Immunohistochemistry and immunofluorescence assays in solid tissues

p63 and Ki67 were also stained in solid tissues obtained from the same subjects whose biopsies were used for cell culture. Nasal tissues were fixed in formalin, embedded in paraffin and sectioned at 4 μm with a Leica microtome (Leica, Wetzlar, Germany). Slides were processed with Target Retrieval Buffer (Dako A/S, Glostrup, Denmark). Endogenous peroxidase activity was blocked with 3% H2O2. They were stained with the same primary antibodies of p63 and Ki67 in the same conditions described in the above section. For immunohistochemistry (IHC), the slides were incubated with DAKO EnVision+System-HRP (Dako A/S) at room temperature for 30 min followed by diaminobenzidine as color development. For immunofluorescence (IF), we used the same secondary Alexa Fluor antibodies (Life Technologies) as were used in the same staining conditions. Images from IHC and IF slides were obtained with an inverted microscope (Olympus IX51) using ×20 objective lens. For quantifying the number of Ki67+ or p63+ cells, two areas in the epithelium region were randomly taken from each sample in a blind manner. The percentage of Ki67+ cells among p63+ cells in each solid tissue was then calculated.

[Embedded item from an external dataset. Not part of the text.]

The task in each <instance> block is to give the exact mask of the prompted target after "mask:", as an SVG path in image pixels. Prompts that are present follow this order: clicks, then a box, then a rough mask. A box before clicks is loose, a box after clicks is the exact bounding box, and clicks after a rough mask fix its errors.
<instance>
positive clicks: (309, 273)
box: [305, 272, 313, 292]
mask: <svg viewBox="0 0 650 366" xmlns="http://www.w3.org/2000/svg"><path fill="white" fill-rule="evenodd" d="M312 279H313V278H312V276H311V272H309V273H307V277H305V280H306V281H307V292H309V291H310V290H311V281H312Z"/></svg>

RNA extraction and Quantitative real-time PCR

RNA was extracted from hNESPC cultures of P0, P1 and P2 with a mirVana™ miRNA Isolation Kit (Life Technologies). One microgram of total RNA was reversely transcribed to cDNA by using a Maxima Reverse Transcriptase Kit (Thermo Scientific, Rockford, IL) based on the manufacture's protocol. Real-time RT-PCR analysis was performed to evaluate the expression levels of ki67 and p63. PGK1 was used as a housekeeping control. The TaqMan assays (Life Technologies) included the following genes: p63, Hs00978343_m1; ki67, Hs01032443_m1; PGK1 Hs99999906_m1. PCR reactions were run on a Step One Plus real-time PCR machine (Life Technologies). Both target and reference (PGK1) genes were amplified in separate wells in triplicate. Relative gene expression was analyzed using the 2−ΔΔCt method with a PGK1 as a reference20.

Statistical analysis

Because observations of doubling time and CFE were repeated measurements per sample, Liner Mixed Models were used to estimate the difference of these two measurements between NP and controls in each passage. Mann-Whitney test was used to analyze the difference of Ki67+/p63+ cells percentage in colonies or in tissue sections between NPs and controls. The data analyses were performed by SPSS software version 18 (SPSS Inc., Chicago, IL). A p-value less than 0.05 indicates a statistical significance. All patients were coded confidentially and evaluations of doubling time, colony efficiency and immunocyto-/imunohisto-chemistry were performed independently by another researcher in a blind manner.